No seasonal incidence
Vaccines or antiviral drugs
Vaccines for pets and wild animals
Inactivated virus vaccine for at-risk personnel, post-exposure prophylaxis
No antiviral drugs

20. Pathogenesis Reproduces in muscle at bite site
Incubation period of weeks to months, depending on inoculum and distance of bite from central nervous system
Infects peripheral nerves and travels to brain
Reproduction in brain causes hydrophobia, seizures, hallucinations, paralysis, coma, and death
Spreads to salivary glands of nonhuman animals, from which it is transmitted
Post-exposure immunization can prevent disease due to long incubation period

22. Laboratory Diagnosis
The occurrence of neurologic symptoms in a person who has been bitten by an animal generally establishes the diagnosis of rabies.
Unfortunately, evidence of infection, including symptoms and the detection of antibody, does not occur until it is too late for intervention.
Laboratory tests are usually performed to confirm the diagnosis and to determine whether a suspected individual or animal is rabid (postmortem).
The hallmark diagnostic finding has been the detection of intracytoplasmic inclusions consisting of aggregates of viral nucleocapsids (Negri bodies) in affected neurons.

24. Laboratory Diagnosis
Several tests are necessary to diagnose rabies ante-mortem (before death) in humans; no single test is sufficient.
Tests are performed on samples of saliva, serum, spinal fluid, and skin biopsies of hair follicles at the nape of the neck.
Saliva can be tested by virus isolation or reverse transcription followed by polymerase chain reaction (RT-PCR).
Serum and spinal fluid are tested for antibodies to rabies virus.
Skin biopsy specimens are examined for rabies antigen in the cutaneous nerves at the base of hair follicles.
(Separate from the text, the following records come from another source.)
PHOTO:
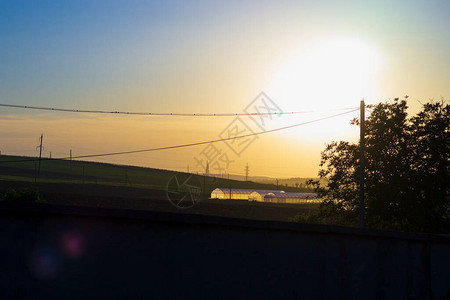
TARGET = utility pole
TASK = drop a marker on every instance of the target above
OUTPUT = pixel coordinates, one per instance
(40, 155)
(361, 165)
(246, 172)
(207, 168)
(229, 183)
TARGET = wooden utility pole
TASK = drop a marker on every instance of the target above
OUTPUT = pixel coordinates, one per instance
(361, 165)
(40, 155)
(246, 172)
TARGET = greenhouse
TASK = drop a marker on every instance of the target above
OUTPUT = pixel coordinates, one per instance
(259, 195)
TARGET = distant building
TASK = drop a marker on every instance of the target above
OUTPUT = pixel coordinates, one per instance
(292, 198)
(240, 194)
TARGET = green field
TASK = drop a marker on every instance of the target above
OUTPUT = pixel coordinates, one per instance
(56, 171)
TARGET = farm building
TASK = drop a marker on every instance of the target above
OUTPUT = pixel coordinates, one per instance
(241, 194)
(258, 195)
(292, 198)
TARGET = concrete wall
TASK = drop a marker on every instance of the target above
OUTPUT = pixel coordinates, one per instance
(54, 252)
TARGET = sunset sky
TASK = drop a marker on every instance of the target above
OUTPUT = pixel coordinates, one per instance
(318, 57)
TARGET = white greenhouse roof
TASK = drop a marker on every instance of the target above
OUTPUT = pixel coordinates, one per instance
(293, 195)
(246, 191)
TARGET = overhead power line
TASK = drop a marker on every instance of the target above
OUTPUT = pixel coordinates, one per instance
(151, 113)
(197, 143)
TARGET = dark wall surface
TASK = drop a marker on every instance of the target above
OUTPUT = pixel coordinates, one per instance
(57, 252)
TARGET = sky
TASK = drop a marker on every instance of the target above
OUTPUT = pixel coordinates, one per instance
(316, 57)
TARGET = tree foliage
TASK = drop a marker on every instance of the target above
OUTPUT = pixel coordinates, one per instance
(406, 171)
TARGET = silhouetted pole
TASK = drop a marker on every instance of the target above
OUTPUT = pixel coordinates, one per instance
(40, 155)
(229, 183)
(246, 172)
(361, 166)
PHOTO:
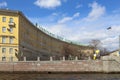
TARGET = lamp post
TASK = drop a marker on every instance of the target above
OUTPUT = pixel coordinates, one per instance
(118, 41)
(119, 45)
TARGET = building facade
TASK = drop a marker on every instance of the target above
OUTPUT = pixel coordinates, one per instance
(19, 38)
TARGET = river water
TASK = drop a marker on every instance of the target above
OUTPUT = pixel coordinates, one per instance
(65, 76)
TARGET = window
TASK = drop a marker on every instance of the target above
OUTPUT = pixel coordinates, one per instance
(11, 50)
(3, 50)
(11, 20)
(11, 30)
(3, 39)
(3, 19)
(3, 58)
(11, 58)
(3, 29)
(11, 40)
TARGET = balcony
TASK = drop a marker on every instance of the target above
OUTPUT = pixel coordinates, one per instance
(12, 24)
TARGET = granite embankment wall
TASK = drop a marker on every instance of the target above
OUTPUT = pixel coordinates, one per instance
(61, 66)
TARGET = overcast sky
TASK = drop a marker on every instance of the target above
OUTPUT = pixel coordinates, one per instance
(76, 20)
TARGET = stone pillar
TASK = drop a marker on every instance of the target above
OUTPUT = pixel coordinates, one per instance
(51, 59)
(38, 58)
(76, 58)
(24, 58)
(63, 58)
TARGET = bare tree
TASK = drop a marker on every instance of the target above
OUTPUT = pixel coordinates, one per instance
(98, 45)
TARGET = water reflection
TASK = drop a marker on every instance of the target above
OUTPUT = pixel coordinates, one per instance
(10, 76)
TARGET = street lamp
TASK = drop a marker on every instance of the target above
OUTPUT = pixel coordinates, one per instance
(119, 40)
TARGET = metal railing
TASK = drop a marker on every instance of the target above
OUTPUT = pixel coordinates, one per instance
(58, 37)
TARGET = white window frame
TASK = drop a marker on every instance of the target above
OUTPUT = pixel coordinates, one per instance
(10, 50)
(3, 39)
(3, 58)
(3, 29)
(3, 50)
(11, 20)
(11, 40)
(3, 19)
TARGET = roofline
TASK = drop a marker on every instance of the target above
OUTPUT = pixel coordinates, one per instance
(20, 13)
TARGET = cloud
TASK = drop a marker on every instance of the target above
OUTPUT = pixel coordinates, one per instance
(78, 6)
(66, 19)
(83, 29)
(48, 3)
(3, 4)
(96, 12)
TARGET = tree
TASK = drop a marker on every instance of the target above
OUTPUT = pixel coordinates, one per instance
(68, 51)
(98, 45)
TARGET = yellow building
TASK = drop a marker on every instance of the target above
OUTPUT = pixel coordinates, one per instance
(19, 38)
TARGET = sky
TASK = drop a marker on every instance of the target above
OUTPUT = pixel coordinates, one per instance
(75, 20)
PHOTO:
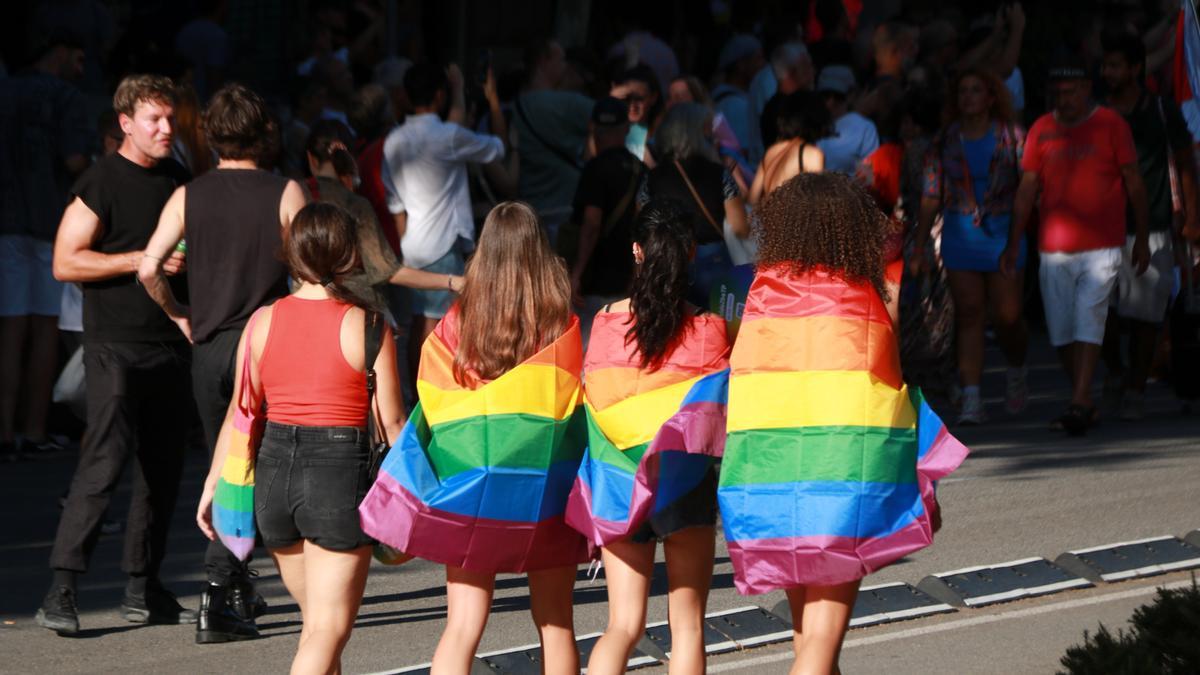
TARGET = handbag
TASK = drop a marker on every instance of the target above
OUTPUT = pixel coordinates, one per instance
(233, 505)
(372, 336)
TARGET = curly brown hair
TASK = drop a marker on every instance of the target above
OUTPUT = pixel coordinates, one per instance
(827, 221)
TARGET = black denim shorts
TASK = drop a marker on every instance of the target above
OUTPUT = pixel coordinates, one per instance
(309, 482)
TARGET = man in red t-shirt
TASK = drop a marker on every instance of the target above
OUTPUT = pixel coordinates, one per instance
(1079, 165)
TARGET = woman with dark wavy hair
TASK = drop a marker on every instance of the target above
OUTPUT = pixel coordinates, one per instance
(655, 346)
(971, 177)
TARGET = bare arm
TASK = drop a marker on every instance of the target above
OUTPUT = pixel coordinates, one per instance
(388, 394)
(736, 213)
(161, 250)
(1023, 208)
(73, 257)
(426, 280)
(293, 199)
(1137, 192)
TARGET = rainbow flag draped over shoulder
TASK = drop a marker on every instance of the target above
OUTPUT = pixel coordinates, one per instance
(233, 502)
(652, 435)
(479, 477)
(829, 461)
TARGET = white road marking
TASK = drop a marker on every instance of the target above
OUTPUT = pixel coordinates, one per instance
(958, 623)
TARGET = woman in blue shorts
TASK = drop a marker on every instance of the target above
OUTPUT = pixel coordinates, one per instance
(971, 175)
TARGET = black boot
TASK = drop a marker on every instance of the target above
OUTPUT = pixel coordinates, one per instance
(220, 620)
(156, 604)
(249, 602)
(59, 613)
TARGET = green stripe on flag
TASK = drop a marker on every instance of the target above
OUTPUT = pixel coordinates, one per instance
(871, 454)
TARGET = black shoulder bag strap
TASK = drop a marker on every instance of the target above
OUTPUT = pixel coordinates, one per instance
(555, 149)
(372, 338)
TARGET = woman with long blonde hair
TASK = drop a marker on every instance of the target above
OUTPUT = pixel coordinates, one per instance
(480, 476)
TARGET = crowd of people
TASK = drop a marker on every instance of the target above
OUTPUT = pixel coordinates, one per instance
(209, 249)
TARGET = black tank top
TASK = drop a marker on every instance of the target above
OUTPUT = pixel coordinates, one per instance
(234, 263)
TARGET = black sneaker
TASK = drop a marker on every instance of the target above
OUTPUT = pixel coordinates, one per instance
(59, 611)
(157, 605)
(220, 620)
(246, 601)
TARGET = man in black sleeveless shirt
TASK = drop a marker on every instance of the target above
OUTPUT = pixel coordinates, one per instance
(135, 358)
(232, 219)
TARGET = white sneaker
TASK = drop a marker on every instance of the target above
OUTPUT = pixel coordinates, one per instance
(972, 410)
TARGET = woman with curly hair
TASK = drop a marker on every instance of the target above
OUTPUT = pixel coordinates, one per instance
(651, 348)
(971, 177)
(823, 479)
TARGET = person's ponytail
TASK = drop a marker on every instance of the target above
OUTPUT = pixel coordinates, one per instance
(658, 294)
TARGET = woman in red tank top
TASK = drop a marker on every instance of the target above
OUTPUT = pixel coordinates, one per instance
(306, 366)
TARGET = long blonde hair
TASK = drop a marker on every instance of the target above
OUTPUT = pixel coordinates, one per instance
(515, 299)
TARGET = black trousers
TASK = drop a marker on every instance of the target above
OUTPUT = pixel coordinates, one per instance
(213, 382)
(139, 407)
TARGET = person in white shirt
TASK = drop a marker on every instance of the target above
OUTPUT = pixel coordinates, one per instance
(425, 173)
(856, 136)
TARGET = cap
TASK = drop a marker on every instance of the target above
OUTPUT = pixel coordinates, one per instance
(837, 78)
(1067, 66)
(738, 47)
(610, 112)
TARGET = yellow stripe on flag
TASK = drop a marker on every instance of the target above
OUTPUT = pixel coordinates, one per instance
(838, 398)
(237, 471)
(637, 419)
(526, 389)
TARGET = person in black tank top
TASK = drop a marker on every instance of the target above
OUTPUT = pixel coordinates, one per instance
(233, 217)
(135, 359)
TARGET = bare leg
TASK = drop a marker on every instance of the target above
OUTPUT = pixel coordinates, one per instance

25. Treatment and Prophylaxis
Clinical rabies is almost always fatal unless treated with post-rabies immunization.
Once the symptoms have appeared, little other than supportive care can be given.
Post-exposure prophylaxis is the only hope for preventing overt clinical illness in the affected person.
Prophylaxis should be initiated for anyone exposed by bite or by contamination of an open wound or mucous membrane to the saliva of an animal suspected to be infected with the virus, unless the animal is tested and shown not to be rabid.
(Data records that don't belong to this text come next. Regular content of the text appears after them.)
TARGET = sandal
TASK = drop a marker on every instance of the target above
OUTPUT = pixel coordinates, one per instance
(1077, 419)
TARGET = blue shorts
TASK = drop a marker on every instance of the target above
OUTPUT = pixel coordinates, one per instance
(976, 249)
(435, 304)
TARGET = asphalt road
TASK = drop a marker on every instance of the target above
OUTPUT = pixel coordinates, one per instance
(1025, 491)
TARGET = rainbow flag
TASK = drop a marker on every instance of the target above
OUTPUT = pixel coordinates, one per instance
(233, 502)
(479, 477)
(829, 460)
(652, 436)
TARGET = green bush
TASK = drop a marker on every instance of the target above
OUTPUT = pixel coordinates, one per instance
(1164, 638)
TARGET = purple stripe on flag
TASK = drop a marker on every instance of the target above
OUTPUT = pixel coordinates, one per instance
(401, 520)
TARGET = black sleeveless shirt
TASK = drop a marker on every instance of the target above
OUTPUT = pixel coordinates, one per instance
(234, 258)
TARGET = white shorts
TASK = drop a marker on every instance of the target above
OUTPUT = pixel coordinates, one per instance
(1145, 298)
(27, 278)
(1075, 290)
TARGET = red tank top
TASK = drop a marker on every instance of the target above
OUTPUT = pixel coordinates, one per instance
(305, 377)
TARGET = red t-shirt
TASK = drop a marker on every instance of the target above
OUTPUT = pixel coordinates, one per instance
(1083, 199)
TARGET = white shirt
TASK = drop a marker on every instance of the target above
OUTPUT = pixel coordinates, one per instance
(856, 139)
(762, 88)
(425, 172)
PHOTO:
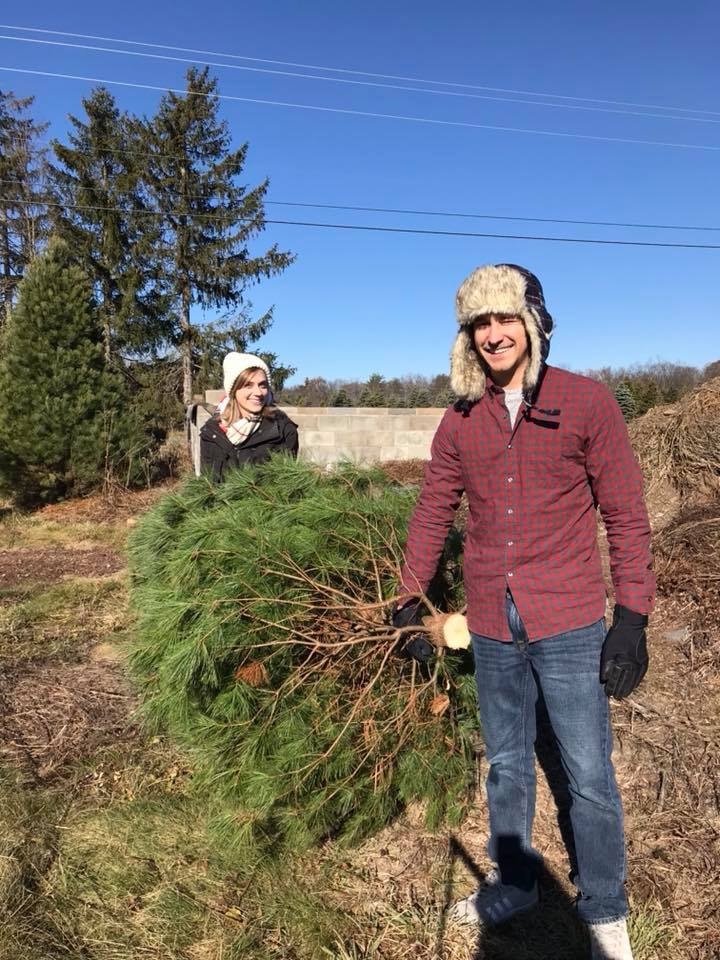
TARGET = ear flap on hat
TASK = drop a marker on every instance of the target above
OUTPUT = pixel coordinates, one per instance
(467, 377)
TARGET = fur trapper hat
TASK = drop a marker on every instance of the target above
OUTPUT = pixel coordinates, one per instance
(235, 363)
(498, 288)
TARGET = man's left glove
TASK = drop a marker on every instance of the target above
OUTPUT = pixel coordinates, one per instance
(417, 646)
(624, 658)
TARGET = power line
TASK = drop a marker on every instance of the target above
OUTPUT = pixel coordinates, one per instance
(381, 229)
(464, 216)
(362, 73)
(365, 113)
(361, 83)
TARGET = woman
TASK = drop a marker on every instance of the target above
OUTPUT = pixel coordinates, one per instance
(246, 427)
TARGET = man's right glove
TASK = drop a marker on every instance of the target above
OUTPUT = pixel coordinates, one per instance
(416, 646)
(624, 658)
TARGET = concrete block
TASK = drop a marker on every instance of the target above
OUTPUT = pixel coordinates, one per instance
(318, 438)
(306, 422)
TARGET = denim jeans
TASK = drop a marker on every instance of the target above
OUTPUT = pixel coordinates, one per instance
(566, 670)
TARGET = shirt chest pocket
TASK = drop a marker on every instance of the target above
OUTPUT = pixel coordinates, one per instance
(553, 454)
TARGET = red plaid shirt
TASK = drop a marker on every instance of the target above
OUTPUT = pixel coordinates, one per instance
(532, 494)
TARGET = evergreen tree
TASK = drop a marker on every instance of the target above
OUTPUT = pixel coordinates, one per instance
(23, 213)
(67, 423)
(373, 393)
(419, 397)
(206, 217)
(626, 401)
(341, 399)
(101, 214)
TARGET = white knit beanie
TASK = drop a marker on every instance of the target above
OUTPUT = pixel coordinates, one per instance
(235, 363)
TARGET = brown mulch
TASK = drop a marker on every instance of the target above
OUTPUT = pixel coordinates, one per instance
(111, 507)
(50, 564)
(56, 713)
(404, 472)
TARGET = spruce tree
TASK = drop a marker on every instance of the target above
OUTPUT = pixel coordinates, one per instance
(101, 214)
(23, 213)
(341, 399)
(66, 421)
(206, 218)
(626, 401)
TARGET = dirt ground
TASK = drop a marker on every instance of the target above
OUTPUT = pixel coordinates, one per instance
(667, 756)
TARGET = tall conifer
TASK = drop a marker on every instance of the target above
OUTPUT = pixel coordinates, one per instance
(207, 219)
(23, 214)
(67, 422)
(101, 214)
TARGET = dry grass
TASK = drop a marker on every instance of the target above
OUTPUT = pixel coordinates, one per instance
(680, 442)
(106, 851)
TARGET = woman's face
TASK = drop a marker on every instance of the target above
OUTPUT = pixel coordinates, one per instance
(252, 396)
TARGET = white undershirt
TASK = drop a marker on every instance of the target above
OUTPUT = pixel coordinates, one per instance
(513, 399)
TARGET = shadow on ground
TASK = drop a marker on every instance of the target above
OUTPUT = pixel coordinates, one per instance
(551, 931)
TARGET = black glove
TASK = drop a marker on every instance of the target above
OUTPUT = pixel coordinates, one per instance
(624, 658)
(416, 646)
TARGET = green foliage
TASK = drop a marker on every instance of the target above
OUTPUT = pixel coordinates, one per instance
(67, 425)
(626, 401)
(205, 220)
(262, 645)
(341, 399)
(101, 214)
(22, 210)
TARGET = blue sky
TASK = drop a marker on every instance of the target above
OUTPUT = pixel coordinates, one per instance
(356, 302)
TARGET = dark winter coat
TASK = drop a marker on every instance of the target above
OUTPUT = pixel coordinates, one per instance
(276, 434)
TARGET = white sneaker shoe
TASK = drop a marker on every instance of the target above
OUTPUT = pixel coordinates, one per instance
(493, 903)
(610, 941)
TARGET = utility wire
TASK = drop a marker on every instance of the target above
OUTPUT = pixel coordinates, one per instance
(365, 113)
(360, 83)
(453, 214)
(360, 73)
(375, 229)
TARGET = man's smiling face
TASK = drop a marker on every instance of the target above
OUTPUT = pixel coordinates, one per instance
(502, 343)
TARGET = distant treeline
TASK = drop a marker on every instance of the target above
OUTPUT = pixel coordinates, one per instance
(637, 388)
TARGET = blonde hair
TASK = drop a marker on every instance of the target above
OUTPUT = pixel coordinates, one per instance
(232, 411)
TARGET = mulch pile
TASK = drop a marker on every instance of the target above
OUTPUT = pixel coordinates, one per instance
(56, 713)
(26, 565)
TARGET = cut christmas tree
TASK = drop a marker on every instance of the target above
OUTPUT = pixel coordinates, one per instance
(263, 646)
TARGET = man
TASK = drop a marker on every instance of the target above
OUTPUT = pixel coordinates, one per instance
(537, 450)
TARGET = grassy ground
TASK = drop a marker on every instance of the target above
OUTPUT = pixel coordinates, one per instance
(108, 852)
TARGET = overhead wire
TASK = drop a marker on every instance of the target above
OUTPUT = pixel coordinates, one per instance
(363, 73)
(453, 214)
(382, 229)
(361, 83)
(465, 124)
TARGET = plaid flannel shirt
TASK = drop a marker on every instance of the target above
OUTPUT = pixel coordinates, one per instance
(532, 494)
26. Treatment and Prophylaxis
The first protective measure is local treatment of the wound.
Subsequently, immunization with vaccine in combination with administration of one dose of human rabies immunoglobulin (HRIG) or horsy antirabies serum is recommended.
Passive immunization with HRIG provides antibody until the patient produces antibody in response to the vaccine.
A series of five vaccinations is then administered over the course of a month.
The slow course of rabies disease allows active immunity to be generated in time to afford protection.
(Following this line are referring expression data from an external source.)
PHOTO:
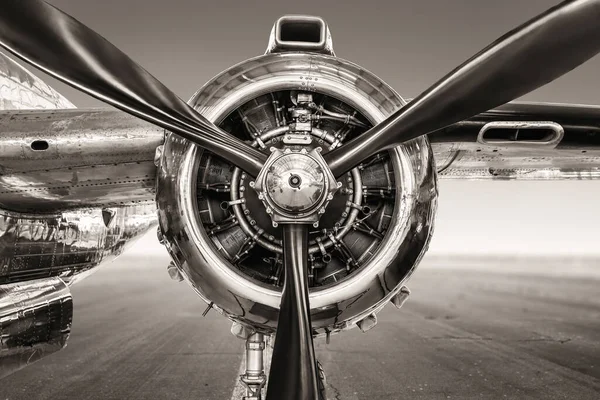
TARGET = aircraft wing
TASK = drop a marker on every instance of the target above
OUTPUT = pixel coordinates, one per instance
(76, 187)
(522, 141)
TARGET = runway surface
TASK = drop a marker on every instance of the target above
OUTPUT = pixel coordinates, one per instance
(464, 334)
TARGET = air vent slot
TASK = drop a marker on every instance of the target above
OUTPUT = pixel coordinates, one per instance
(39, 145)
(300, 31)
(519, 133)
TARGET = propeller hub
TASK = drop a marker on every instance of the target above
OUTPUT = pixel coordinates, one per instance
(295, 183)
(295, 186)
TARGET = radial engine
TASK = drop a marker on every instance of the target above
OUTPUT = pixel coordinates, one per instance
(375, 224)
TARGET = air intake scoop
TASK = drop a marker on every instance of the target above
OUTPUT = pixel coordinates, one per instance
(300, 33)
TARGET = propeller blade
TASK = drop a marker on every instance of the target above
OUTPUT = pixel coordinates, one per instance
(293, 374)
(61, 46)
(524, 59)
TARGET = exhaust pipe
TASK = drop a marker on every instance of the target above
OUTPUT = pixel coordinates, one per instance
(35, 321)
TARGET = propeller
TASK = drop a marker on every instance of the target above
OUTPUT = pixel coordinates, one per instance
(526, 58)
(293, 374)
(534, 54)
(61, 46)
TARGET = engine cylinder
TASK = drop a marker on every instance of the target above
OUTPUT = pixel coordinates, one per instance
(374, 233)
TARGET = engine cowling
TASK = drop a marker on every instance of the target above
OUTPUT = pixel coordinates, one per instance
(375, 229)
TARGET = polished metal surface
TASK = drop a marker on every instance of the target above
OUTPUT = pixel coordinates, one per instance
(295, 186)
(21, 90)
(90, 158)
(459, 154)
(35, 321)
(210, 272)
(300, 33)
(68, 50)
(68, 244)
(517, 63)
(293, 374)
(545, 134)
(76, 186)
(254, 377)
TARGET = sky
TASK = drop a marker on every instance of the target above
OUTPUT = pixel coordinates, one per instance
(408, 43)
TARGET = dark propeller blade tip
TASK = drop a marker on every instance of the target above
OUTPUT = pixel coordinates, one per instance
(61, 46)
(523, 60)
(294, 374)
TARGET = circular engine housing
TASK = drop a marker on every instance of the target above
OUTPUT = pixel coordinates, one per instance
(219, 234)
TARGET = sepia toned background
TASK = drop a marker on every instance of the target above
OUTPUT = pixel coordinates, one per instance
(487, 317)
(408, 43)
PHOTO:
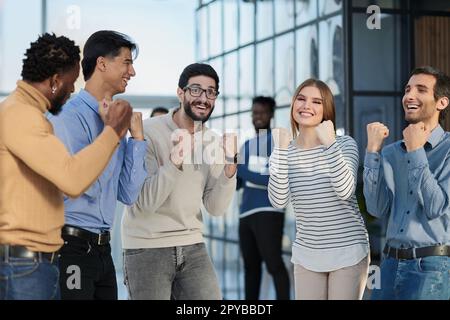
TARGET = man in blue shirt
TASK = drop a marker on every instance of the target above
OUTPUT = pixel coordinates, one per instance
(260, 224)
(86, 265)
(410, 182)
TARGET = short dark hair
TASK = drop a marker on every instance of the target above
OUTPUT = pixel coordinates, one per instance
(49, 55)
(104, 43)
(267, 101)
(197, 69)
(159, 110)
(441, 88)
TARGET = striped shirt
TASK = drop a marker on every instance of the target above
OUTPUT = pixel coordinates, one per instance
(320, 182)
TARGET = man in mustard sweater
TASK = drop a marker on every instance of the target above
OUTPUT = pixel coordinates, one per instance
(36, 169)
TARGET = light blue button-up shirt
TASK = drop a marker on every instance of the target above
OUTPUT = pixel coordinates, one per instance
(78, 125)
(414, 189)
27. Treatment and Prophylaxis
The rabies vaccine is a killed-virus vaccine prepared through the chemical inactivation of rabies infected–tissue culture human diploid cells (HDCV) or fetal rhesus lung cells.
The HDCV is administered intramuscularly on the day of exposure and then on days 3, 7, 14, and 28 or intradermally with a lower dose of vaccine to multiple sites on days 0, 3, 7, 28, and 90.
Preexposure vaccination should be performed on animal workers, laboratory workers who handle potentially infected tissue, and people traveling to areas where rabies is endemic.
HDCV administered intramuscularly or intradermally in three doses is recommended and provides 2 years of protection.

28. Treatment and Prophylaxis
Ultimately the prevention of human rabies hinges on the effective control of rabies in domestic and wild animals.
Its control in domestic animals depends on the removal of stray and unwanted animals and the vaccination of all dogs and cats.